The story of St. Faustina Kowalska is simple enough. Born in 1905 into a Polish farm family, she had only three years of schooling before she began work as a domestic. She began to ask about being a nun at 14, but her parents were opposed. At 18 she entered the Sisters of Our Lady of Divine Mercy. To all outward appearances she led a quiet life, working as a cook, gardener and porter. Frequently ill, she died of tuberculosis in 1938.
Inside, however, she was living a dramatic spiritual adventure centering on frequent, sometimes daily, appearances of Jesus, Mary and saints. Jesus spoke to her about all manner of things (once reassuring her that she would have a single room when she had to go to the hospital), but the focal point was always mercy — God’s desire to give it, humanity’s need for it, and the methods by which it could be obtained.

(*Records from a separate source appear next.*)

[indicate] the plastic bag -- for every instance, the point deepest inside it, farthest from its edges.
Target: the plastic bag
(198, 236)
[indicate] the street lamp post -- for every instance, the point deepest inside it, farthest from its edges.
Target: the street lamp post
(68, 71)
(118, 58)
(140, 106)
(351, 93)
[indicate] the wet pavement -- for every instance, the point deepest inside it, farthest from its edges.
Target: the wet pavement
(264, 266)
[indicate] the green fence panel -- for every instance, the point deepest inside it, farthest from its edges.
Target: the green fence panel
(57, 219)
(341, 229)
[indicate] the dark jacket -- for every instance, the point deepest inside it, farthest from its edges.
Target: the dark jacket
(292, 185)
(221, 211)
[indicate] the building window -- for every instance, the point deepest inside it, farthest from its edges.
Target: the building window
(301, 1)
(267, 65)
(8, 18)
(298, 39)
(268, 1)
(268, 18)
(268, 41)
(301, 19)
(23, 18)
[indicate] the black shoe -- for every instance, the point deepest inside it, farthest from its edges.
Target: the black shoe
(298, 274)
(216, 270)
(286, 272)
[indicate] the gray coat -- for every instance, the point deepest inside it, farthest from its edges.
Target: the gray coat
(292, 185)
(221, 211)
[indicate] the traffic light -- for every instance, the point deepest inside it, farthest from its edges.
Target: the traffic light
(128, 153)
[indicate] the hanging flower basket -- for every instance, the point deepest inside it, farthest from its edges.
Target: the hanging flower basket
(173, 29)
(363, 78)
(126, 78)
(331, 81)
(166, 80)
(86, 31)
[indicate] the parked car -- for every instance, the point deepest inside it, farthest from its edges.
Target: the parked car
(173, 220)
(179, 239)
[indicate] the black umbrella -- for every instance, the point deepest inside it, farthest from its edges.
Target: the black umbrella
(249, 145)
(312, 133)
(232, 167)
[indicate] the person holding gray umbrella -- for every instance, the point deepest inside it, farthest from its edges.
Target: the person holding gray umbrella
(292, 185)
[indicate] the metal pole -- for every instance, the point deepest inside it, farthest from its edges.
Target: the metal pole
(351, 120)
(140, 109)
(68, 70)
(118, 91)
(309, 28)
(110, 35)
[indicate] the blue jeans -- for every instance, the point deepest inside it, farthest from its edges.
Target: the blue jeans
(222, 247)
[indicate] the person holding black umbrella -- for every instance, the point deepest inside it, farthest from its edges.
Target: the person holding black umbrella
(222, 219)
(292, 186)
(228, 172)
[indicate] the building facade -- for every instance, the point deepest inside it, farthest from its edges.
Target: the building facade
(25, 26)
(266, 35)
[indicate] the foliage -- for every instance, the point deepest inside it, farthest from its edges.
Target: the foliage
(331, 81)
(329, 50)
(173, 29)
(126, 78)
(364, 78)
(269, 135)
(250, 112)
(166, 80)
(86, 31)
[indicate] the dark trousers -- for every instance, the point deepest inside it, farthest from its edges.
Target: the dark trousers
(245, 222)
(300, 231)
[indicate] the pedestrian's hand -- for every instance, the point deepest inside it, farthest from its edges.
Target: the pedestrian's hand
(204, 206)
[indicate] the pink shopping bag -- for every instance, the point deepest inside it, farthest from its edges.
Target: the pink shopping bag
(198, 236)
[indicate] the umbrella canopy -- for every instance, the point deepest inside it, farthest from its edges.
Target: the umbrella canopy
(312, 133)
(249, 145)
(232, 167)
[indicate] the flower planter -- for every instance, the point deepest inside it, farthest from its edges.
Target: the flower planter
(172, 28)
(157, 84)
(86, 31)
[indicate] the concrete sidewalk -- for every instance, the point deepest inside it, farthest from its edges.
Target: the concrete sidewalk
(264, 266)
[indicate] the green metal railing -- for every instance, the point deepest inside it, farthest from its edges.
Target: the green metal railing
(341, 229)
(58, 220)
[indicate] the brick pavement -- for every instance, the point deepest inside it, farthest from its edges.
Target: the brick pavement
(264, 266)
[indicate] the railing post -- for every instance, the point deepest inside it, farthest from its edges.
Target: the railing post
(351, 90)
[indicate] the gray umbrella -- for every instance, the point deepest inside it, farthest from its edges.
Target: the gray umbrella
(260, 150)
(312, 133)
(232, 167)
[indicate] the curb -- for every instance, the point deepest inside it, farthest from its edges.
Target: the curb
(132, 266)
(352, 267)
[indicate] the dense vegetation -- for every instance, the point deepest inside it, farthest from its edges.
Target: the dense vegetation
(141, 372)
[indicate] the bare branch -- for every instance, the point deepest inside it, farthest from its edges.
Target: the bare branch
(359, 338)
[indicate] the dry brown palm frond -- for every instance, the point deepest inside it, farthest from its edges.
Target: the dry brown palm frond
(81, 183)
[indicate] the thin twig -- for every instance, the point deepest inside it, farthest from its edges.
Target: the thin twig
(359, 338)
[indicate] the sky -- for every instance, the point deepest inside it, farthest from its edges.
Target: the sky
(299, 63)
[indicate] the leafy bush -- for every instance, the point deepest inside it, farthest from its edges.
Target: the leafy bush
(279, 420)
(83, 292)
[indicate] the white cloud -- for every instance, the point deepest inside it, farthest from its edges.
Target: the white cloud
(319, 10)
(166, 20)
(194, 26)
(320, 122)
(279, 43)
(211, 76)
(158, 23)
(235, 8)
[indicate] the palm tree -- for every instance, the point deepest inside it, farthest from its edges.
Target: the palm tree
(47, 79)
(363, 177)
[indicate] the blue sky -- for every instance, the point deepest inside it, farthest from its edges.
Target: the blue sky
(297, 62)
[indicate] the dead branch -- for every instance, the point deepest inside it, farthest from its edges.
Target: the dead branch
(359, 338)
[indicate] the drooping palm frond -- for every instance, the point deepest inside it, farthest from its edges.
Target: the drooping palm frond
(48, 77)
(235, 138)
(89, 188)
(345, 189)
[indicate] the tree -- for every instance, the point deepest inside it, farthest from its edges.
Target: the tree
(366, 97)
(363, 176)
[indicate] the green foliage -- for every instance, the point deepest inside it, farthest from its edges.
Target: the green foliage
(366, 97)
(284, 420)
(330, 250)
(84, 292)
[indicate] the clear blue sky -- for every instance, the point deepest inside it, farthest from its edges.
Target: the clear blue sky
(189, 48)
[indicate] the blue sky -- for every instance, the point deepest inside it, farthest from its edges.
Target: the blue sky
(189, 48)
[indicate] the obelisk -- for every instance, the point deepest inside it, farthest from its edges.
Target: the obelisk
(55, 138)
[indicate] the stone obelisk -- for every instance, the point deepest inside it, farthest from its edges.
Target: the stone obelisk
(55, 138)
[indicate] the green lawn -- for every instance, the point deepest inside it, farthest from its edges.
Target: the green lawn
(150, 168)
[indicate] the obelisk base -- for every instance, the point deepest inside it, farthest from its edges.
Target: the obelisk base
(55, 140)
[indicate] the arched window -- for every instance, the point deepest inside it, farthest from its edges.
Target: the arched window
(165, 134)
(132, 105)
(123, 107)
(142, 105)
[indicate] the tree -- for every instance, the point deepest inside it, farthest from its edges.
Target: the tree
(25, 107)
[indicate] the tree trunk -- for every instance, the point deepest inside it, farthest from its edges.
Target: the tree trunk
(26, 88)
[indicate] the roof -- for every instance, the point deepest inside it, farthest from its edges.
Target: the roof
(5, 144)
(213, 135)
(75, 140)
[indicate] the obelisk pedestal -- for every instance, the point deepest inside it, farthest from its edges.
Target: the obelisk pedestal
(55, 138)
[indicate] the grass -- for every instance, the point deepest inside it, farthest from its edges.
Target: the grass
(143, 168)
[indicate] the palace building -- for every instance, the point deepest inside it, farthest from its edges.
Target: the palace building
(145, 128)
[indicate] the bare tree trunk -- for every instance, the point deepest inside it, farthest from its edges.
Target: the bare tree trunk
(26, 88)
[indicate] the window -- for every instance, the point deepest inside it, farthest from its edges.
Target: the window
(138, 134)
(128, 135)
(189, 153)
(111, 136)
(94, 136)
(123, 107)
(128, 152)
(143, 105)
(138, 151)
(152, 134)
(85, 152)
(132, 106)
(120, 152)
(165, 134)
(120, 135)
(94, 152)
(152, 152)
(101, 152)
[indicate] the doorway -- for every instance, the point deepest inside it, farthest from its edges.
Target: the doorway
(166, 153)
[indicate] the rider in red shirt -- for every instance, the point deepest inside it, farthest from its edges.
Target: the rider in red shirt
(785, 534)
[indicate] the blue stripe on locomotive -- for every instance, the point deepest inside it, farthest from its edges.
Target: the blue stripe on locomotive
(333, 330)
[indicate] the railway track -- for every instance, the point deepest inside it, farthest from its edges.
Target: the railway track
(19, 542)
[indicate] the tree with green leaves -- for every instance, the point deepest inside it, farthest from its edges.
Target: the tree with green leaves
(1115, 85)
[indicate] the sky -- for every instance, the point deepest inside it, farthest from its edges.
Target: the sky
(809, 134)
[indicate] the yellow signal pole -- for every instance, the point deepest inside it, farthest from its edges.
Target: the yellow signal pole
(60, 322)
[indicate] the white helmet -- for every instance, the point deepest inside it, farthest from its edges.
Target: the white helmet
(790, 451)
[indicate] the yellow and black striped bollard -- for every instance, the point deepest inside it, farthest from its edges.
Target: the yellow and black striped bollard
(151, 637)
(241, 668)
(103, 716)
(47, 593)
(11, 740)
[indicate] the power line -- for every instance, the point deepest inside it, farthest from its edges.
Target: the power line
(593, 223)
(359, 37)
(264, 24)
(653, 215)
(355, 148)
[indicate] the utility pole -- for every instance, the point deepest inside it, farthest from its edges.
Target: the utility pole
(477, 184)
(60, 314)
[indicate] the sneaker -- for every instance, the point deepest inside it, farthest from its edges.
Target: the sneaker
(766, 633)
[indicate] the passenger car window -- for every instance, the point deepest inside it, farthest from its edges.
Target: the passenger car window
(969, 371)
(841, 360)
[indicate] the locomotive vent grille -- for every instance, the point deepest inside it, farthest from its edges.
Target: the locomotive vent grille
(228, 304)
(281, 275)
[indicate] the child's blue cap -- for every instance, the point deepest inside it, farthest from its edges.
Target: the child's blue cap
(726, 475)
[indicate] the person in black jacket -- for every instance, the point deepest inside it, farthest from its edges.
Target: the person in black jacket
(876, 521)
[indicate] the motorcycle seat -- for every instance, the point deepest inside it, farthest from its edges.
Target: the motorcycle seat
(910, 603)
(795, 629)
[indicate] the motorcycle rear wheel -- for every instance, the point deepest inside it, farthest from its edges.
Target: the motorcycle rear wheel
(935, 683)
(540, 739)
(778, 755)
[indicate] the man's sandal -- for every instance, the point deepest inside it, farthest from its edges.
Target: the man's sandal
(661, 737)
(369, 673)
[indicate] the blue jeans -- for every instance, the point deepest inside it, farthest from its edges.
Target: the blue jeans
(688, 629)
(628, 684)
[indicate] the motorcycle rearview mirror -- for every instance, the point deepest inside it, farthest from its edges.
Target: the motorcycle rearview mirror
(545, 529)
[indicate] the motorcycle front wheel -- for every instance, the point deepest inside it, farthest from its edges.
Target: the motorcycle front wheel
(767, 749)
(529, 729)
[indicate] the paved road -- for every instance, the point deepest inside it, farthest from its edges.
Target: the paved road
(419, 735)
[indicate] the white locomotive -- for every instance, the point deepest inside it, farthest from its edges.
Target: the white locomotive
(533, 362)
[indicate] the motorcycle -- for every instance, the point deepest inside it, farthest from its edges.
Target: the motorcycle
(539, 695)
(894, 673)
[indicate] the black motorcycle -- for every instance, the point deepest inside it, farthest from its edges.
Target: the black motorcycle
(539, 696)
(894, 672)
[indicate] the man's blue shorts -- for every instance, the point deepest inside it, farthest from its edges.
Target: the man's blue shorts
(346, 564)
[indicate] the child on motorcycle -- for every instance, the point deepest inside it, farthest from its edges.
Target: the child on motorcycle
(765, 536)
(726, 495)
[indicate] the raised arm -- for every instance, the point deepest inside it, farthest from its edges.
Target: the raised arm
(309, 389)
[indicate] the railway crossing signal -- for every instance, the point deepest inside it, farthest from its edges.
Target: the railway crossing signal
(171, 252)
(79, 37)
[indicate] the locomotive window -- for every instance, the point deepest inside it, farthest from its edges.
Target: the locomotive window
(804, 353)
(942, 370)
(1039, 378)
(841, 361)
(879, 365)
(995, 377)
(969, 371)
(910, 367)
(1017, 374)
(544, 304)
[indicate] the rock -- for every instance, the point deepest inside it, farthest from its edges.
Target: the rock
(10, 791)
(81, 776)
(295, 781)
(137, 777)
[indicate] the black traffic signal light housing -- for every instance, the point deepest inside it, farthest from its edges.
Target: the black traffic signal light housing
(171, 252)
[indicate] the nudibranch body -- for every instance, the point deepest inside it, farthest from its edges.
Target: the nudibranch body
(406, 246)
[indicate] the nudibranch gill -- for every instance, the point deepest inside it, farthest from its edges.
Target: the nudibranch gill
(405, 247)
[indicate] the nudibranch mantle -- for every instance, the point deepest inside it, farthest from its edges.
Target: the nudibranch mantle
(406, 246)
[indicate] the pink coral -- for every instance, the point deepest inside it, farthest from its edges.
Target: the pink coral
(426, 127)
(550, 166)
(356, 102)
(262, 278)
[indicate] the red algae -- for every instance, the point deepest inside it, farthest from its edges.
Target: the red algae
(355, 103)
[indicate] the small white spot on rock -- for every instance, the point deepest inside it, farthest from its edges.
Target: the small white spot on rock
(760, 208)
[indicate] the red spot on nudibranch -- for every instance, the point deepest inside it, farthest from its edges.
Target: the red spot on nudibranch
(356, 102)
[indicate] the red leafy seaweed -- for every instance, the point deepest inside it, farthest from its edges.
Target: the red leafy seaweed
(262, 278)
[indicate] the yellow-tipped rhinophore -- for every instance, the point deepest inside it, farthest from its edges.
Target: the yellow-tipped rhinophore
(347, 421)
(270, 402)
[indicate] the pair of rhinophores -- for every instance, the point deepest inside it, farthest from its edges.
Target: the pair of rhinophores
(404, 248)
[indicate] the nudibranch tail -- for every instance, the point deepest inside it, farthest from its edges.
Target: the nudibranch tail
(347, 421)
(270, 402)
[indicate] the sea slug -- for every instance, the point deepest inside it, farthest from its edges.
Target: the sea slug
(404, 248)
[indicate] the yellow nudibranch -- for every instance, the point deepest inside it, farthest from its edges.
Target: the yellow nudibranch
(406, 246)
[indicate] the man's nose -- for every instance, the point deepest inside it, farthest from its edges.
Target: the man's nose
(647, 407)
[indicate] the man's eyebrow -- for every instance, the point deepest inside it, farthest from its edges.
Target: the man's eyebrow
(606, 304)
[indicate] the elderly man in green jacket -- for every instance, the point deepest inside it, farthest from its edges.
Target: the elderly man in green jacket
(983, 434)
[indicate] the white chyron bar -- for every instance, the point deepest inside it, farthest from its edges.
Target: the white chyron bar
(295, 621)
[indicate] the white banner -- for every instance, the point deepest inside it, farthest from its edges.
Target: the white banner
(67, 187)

Although Faustina’s diary is the only mystical text composed in Polish, it might have ended up in the ashbin of history had it not been for Karol Wojtyla, later to become Pope John Paul II.
In 1959, the Holy Office (the Vatican’s doctrinal agency, today known as the Congregation for Doctrine of the Faith) issued a cease and desist order against Faustina’s diary and the devotion to Divine Mercy, a ban that was to last almost 20 years, until 1978. Wojtyla had long been working to reverse the verdict, having launched the beatification process for Faustina in 1965 while he was archbishop of Kraków.
Officially, the 20-year ban is now attributed to misunderstandings created by a faulty Italian translation of the Diary, but in fact there were serious theological reservations — Faustina’s claim that Jesus had promised a complete remission of sin for certain devotional acts that only the sacraments can offer, for example, or what Vatican evaluators felt to be an excessive focus on Faustina herself.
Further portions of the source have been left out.